BGF New Energy Fund „Die Erneuerbaren bringen frischen Wind ins Depot“

Solarbetriebene Brücke in London: Die Energiewende birgt Risiken für herkömmliche Geschäftsmodelle. | © Getty Images

Solarbetriebene Brücke in London: Die Energiewende birgt Risiken für herkömmliche Geschäftsmodelle. Foto: Getty Images

ARTIKEL-INHALT 

Weltweit rückt der Klimawandel immer stärker ins Bewusstsein der Anleger. In der Wissenschaft herrscht längst Konsens darüber, dass der Temperaturanstieg direkt durch menschliches Handeln verursacht wird. Dabei gilt ein Plus um zwei Grad gegenüber dem vorindustriellen Niveau als Schwellenwert, ab dem nicht wiedergutzumachende Schäden am Ökosystem Erde auftreten. Neuesten Studien zufolge könnte dieser „Point of no Return“ innerhalb der nächsten 30 Jahre erreicht werden.

Der Klimawandel birgt jedoch auch Chancen für Anleger – besonders in energieintensiven Branchen und bei technischen Anwendungen, die eine CO2-Reduzierung bewirken sollen. Als Motor wirken vor allem regulatorische Vorgaben, in zunehmendem Maße aber auch wirtschaftliche und technologische Entwicklungen. Der seit dem Jahr 2001 vom BlackRock Natural Resources Active Equity Team verwaltete BGF New Energy Fund (ISIN: LU0171289902) ist gut aufgestellt, um von der Energiewende zu profitieren.

Fokus auf umweltverträgliche und soziale Investitionen

Bei der Auswahl der Assets schenkt Portfoliomanager Alastair Bishop in erster Linie Bewertungen, Fundamentaldaten sowie den sogenannten ESG-Ratings Beachtung. Mit ihnen werden Umweltfreundlichkeit („Environment“), soziale Verträglichkeit („Social“) und Unternehmensführung („Governance“) beurteilt. Bishop investiert nur in Firmen, die innerhalb ihrer Branche am besten abschneiden. Ziel ist, „Hype“-Aktien zu meiden und den Fokus auf Unternehmen zu legen, deren Bewertung durch gute Fundamentaldaten gestützt wird.
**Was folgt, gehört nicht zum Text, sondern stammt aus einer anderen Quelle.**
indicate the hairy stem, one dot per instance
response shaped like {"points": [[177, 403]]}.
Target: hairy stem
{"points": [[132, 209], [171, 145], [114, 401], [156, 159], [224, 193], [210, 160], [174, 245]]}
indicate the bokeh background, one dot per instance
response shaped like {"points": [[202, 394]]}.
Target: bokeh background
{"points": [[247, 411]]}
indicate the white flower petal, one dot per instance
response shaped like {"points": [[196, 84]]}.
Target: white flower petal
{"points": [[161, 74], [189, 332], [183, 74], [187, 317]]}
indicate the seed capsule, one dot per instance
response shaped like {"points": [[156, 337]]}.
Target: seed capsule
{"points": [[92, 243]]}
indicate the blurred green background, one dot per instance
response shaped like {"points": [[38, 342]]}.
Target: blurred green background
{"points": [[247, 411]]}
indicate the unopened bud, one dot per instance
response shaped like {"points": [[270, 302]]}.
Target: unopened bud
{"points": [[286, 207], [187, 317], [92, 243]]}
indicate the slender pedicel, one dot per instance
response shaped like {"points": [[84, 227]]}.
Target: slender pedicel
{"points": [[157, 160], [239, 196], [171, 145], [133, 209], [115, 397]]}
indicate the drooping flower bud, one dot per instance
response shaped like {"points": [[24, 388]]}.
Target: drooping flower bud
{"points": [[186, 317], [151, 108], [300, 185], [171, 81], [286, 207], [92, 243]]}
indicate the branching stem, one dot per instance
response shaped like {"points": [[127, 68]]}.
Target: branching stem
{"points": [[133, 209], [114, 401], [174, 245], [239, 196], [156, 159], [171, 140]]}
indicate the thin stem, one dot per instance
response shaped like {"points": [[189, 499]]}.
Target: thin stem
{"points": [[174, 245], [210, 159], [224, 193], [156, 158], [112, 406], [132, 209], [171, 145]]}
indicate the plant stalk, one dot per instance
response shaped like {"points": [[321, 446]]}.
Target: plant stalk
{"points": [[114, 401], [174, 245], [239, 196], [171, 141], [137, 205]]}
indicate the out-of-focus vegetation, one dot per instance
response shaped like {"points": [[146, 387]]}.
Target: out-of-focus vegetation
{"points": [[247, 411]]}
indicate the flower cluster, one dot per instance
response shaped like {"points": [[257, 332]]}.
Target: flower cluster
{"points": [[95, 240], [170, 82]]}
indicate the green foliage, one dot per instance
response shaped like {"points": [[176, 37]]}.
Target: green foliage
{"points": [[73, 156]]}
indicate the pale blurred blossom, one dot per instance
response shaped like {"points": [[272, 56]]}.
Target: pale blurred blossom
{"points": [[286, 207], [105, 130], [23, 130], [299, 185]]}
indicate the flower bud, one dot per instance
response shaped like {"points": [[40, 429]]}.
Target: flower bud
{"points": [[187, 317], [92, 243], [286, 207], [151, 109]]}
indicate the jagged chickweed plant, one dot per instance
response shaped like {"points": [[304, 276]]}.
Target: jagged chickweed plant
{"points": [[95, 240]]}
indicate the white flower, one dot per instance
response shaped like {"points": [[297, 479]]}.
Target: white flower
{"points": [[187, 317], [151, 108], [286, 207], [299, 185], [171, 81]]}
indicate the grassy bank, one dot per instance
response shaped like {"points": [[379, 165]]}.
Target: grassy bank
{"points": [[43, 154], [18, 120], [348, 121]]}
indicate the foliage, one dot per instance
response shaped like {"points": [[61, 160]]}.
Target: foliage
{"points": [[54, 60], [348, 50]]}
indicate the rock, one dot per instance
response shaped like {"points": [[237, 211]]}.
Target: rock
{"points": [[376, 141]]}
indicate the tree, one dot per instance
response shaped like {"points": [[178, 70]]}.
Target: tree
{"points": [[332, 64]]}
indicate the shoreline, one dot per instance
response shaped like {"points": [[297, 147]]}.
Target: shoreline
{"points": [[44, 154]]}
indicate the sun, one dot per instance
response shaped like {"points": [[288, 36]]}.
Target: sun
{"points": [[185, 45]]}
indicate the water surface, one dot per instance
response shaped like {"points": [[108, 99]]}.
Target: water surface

Bishop macht sich Chancen in der börsennotierten Energie- und Transportindustrie sowie im Bauumfeld zunutze.

Wie die nachfolgende Grafik zeigt, können erneuerbare Energien dank des technologischen Fortschritts immer besser im Wettbewerb mit fossilen Energieträgern bestehen. So sind die Stromgestehungskosten für einen Onshore-Windpark oft niedriger als für den Neubau eines Kohle- oder Gaskraftwerks.

Schon heute entfällt rund die Hälfte der weltweit bereitgestellten neuen Stromerzeugungskapazitäten auf erneuerbare Energien. Bis zum Jahr 2030 wird dieser Wert voraussichtlich auf 70 bis 80 Prozent steigen. Bis zum Jahr 2040 werden bereits 40 Prozent des globalen Energiemix mit kohlenstoffarmen Energieträgern erzeugt, so die Internationale Energieagentur (IEA) in ihrem Weltenergieausblick 2017.

Teil des BGF New Energy Fund ist unter anderem das dänische Unternehmen Vestas (4,3 Prozent Anteil am Fondsportfolio). Es entwickelte unter anderem die Windkraftanlage V164, die eine Nennleistung von 9 Megawatt und einen Rotordurchmesser von 164 Metern hat.